Her heart sank. Damn. Sunday evening. That was decidedly not the it’ll be out of here in a couple of hours answer she’d been hoping for. “Have the snow predictions changed much?”
“Well, there’s about a foot out there now, so I’d say totals are moot at this point. The amount of exact tonnage is irrelevant when it’s all a shit ton. The cleanup will be brutal regardless.”
“Wonderful.” The way Present Anna would have kicked Past Anna’s ass up and down this mountain for not preparing better would have been some avalanche-worthy devastation in and of itself, for sure.
“Are you hungry? I brought some groceries in from my truck. I unpacked what I could in the kitchen. The rest are in a cooler on the porch under the overhang.”
“I’m sorry. Groceries?”
“Here.” Iron walked past her toward her piddling little kitchen, and damn if her quivering stomach didn’t have nine kinds of thoughts to express on the subject. What she saw was an answer to her pregnancy prayers.
An assortment of fresh fruit was the focal point of the display, her wooden mixing bowl laden with apples, bananas, and oranges. Beyond that was a sea of cans, jars, bread, and dried goods: tuna, mayonnaise, beans, pasta, peanut butter, and the good strawberry jam, just to name a few. Stacked around it were individual servings of instant oatmeal in—her teeth sank into her lower lip—maple brown sugar and apple cinnamon varieties, along with assorted boxes of all her favorite and ruthlessly high-in-sugar breakfast cereals.

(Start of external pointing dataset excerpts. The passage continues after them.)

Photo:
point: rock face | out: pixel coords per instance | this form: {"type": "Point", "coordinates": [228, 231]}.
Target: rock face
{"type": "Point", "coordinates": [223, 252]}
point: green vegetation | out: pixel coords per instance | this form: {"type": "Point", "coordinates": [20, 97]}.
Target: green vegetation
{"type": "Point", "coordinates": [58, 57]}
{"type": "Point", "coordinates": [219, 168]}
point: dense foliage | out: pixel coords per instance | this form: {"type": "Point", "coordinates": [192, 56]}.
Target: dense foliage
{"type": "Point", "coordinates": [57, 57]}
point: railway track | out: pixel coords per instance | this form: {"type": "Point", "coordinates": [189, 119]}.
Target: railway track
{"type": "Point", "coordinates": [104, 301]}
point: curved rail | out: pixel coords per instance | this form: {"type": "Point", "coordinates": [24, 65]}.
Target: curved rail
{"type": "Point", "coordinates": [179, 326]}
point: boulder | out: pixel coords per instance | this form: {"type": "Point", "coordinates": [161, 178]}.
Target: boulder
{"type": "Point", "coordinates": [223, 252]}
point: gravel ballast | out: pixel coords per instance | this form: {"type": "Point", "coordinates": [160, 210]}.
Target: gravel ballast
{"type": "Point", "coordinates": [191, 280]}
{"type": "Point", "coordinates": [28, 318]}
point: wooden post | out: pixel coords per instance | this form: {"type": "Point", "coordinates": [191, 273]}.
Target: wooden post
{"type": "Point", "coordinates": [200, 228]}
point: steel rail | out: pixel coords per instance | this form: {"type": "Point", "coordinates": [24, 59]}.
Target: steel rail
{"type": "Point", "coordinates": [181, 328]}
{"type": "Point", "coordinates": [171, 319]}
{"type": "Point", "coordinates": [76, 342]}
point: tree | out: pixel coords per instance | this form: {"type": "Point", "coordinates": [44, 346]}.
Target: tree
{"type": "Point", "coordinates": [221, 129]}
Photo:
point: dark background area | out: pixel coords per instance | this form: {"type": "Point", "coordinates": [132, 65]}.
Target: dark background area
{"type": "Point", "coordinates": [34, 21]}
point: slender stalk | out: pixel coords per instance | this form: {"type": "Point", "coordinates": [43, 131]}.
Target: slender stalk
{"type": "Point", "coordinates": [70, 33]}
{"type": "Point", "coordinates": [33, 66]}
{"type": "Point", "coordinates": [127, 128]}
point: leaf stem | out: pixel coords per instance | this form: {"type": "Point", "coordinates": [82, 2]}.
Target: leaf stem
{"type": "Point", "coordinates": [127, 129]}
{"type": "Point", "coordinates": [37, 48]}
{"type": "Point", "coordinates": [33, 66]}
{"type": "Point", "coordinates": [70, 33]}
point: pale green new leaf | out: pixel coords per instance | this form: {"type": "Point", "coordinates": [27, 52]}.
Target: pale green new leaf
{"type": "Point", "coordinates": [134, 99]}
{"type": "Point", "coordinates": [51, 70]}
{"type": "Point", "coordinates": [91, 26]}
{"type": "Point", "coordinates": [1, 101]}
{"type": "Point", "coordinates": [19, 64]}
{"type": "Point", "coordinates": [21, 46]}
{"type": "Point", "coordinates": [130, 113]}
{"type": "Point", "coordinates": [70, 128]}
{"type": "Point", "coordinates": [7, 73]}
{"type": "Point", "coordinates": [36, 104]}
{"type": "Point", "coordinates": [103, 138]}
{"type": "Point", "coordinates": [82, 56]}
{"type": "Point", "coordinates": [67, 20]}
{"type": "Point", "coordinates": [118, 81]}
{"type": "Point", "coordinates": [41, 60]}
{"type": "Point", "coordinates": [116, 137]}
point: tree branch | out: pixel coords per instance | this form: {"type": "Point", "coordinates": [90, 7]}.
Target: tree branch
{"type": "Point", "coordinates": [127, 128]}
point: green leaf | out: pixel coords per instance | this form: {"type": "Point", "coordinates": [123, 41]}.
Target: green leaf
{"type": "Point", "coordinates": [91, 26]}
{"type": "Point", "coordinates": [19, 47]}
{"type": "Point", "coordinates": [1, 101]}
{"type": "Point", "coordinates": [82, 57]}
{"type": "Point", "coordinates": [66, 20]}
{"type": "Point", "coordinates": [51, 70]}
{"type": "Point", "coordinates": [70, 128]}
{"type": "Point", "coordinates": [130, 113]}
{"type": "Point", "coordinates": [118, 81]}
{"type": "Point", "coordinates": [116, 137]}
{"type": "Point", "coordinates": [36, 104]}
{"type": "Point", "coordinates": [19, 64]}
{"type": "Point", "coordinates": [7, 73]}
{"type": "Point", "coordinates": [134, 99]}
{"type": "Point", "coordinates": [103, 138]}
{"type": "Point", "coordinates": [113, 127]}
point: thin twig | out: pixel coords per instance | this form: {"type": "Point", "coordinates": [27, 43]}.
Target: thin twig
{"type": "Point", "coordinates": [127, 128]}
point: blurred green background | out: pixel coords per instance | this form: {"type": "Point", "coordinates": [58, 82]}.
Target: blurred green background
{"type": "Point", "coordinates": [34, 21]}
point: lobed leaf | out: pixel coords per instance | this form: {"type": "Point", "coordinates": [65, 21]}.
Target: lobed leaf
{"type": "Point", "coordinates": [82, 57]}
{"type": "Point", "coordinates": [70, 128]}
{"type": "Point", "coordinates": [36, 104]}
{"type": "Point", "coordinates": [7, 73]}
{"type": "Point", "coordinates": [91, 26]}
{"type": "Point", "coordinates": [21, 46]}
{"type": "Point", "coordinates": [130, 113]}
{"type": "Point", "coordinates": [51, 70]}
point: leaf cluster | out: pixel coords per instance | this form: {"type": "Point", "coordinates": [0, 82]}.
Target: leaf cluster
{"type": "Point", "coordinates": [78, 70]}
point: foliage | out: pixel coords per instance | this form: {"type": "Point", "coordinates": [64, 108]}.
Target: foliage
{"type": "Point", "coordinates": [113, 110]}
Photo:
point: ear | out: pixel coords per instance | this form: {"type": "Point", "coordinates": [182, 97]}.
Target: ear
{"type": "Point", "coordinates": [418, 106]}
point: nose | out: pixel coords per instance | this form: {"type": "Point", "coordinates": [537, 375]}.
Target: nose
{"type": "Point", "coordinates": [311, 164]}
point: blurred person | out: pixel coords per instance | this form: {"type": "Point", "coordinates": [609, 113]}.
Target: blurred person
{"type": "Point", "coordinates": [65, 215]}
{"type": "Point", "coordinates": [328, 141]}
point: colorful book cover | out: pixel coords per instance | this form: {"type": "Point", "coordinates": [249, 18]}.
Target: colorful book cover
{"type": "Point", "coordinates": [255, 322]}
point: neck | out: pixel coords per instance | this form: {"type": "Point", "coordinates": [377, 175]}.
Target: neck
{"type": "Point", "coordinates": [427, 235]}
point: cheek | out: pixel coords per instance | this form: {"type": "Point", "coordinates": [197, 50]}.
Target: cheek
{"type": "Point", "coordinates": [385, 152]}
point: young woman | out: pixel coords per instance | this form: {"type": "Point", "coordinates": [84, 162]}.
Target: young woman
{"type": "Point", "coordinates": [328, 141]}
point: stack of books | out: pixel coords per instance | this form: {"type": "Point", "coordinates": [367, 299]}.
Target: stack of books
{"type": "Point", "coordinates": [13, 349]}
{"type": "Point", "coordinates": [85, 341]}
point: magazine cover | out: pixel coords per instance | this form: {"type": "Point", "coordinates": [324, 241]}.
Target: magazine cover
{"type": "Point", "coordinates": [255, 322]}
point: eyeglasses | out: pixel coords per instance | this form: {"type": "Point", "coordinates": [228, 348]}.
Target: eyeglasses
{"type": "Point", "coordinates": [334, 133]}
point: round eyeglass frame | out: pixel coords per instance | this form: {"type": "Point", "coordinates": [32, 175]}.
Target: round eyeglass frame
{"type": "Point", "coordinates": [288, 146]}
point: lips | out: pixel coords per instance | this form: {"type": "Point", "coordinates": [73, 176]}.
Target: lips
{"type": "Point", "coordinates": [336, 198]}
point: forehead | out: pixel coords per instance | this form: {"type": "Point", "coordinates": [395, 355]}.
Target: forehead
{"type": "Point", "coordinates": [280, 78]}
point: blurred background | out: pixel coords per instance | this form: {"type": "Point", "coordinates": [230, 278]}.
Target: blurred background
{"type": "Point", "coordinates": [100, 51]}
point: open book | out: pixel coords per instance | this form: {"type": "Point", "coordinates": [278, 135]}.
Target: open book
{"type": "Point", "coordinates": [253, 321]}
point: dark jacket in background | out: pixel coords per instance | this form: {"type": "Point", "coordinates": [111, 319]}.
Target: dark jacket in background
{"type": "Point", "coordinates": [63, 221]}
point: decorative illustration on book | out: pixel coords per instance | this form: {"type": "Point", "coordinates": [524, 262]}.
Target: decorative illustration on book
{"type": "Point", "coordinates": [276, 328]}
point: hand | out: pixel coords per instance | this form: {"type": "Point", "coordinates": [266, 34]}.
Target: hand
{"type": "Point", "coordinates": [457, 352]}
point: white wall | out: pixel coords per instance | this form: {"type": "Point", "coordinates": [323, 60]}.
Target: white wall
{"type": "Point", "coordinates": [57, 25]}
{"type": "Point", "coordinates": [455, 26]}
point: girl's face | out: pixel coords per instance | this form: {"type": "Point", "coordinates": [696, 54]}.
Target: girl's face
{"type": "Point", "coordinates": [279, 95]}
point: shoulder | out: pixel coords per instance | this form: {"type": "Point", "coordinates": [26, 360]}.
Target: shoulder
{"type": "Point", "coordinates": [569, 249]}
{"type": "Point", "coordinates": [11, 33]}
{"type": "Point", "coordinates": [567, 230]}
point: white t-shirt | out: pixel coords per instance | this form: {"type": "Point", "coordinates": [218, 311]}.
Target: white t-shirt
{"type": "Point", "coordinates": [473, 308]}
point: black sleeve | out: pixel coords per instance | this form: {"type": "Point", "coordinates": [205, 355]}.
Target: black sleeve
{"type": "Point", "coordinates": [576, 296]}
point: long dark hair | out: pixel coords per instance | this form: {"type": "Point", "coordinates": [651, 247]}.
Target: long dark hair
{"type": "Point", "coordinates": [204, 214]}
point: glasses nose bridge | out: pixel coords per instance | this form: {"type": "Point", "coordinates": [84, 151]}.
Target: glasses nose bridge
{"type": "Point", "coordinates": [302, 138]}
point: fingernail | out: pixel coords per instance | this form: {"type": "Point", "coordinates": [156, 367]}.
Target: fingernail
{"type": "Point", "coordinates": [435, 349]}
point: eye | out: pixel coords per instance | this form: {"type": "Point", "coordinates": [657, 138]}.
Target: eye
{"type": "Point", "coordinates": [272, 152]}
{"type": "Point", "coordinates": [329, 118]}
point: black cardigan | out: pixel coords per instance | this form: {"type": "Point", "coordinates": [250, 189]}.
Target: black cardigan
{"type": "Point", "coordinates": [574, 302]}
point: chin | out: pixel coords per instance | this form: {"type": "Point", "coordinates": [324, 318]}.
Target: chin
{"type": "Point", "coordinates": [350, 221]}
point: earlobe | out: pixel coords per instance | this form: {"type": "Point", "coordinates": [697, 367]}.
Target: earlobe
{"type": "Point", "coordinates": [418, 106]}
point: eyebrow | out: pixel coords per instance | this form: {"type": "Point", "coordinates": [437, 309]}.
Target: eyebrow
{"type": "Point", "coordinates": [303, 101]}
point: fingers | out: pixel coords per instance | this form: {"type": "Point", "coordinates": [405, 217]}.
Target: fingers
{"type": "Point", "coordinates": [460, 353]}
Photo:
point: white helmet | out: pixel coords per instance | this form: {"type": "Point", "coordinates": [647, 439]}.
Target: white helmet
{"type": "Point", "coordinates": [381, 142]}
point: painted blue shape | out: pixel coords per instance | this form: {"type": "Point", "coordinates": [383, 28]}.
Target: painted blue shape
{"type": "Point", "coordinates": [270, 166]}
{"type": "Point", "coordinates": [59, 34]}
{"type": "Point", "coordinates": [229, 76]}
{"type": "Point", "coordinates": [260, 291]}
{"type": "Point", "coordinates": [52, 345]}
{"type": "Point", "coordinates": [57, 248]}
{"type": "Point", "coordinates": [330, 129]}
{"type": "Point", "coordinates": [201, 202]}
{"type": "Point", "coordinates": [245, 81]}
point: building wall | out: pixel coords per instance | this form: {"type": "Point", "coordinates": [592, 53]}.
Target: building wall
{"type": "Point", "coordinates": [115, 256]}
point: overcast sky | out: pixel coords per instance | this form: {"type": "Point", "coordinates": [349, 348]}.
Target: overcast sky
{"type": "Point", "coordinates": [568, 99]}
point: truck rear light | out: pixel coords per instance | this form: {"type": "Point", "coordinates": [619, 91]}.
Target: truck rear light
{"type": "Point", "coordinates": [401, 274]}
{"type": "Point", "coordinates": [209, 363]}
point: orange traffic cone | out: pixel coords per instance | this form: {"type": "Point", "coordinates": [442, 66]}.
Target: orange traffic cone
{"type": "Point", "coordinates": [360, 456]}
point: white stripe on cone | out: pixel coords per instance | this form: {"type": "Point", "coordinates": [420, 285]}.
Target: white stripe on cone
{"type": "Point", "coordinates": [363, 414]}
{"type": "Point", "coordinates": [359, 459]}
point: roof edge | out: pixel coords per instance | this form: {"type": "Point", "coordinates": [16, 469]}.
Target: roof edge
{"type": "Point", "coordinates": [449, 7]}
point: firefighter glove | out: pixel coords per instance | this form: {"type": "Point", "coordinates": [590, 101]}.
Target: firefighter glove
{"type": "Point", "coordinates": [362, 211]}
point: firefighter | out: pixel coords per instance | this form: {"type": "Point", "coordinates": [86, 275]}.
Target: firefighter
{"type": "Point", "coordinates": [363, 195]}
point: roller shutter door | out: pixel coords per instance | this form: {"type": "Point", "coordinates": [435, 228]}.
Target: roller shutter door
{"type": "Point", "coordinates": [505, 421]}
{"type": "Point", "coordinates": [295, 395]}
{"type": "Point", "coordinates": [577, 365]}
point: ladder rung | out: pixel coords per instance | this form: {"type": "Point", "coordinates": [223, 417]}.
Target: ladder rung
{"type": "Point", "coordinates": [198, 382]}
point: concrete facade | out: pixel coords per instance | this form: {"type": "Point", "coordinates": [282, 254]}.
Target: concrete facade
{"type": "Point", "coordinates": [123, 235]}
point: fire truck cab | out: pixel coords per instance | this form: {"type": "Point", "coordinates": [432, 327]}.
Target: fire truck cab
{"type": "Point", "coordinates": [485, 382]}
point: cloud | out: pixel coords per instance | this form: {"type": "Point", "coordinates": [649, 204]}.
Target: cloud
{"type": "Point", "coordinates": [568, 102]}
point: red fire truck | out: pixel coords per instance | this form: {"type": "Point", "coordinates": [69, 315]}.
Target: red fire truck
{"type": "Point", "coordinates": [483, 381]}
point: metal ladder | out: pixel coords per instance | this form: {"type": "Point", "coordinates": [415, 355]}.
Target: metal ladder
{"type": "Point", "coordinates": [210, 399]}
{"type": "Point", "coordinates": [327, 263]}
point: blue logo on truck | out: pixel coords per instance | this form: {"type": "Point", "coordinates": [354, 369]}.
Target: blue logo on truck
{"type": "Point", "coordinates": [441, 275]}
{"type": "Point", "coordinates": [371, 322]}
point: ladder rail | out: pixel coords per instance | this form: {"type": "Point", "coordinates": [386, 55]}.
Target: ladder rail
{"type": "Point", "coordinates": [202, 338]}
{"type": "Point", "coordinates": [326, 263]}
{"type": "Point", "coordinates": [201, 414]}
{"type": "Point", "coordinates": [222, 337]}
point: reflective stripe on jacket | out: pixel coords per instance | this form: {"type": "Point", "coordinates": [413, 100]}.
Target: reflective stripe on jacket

“Good thing about losing power in a snowstorm is you don’t need to worry about refrigeration. Anything we open that’s perishable, we can keep in my cooler out front. I’ve already got some milk and eggs in there. Besides, all the nonhibernating animals that would be interested in a snack are dealing with the same weather conditions as we are, so they’re stuck, too.”
“When and how did you go grocery shopping?”
“Didn’t. Grabbed it from home before I left to come here. Also brought with me a few more gas cans and some fresh motor oil. Checked the pilot light on your stove, too. All good there.”
A strained emotion worked its way into her throat that she had to swallow several times to dislodge. “I, um. This is all?—”
Iron lifted the tea kettle from the stove and filled it with water, then pulled out a box of matches he’d also included with the goods and, while cranking the dial, lit the burner. Then he grabbed an apple, shined it on his flannel, and handed it to her before selecting an instant oatmeal variety from the tower he’d stacked.
“Apple cinnamon,” she said, smiling. “How appropriate.”
He returned her smile, winked at her, and then got to work pulling out two pieces of bread.
A cold chill whipped through Anna as she clutched the apple tighter to her chest. Woodenly, she walked back to the living room and sank into the first soft surface she could find.
Her tongue had gone as dry as desert sand, and new waves of tension froze her limbs.
In the light of the snowy morning, Anna had finally gotten a good look at Iron’s face.
A face that stunned her with bicolored eyes, with its stark hazel one winking at her beside its brown fraternal twin.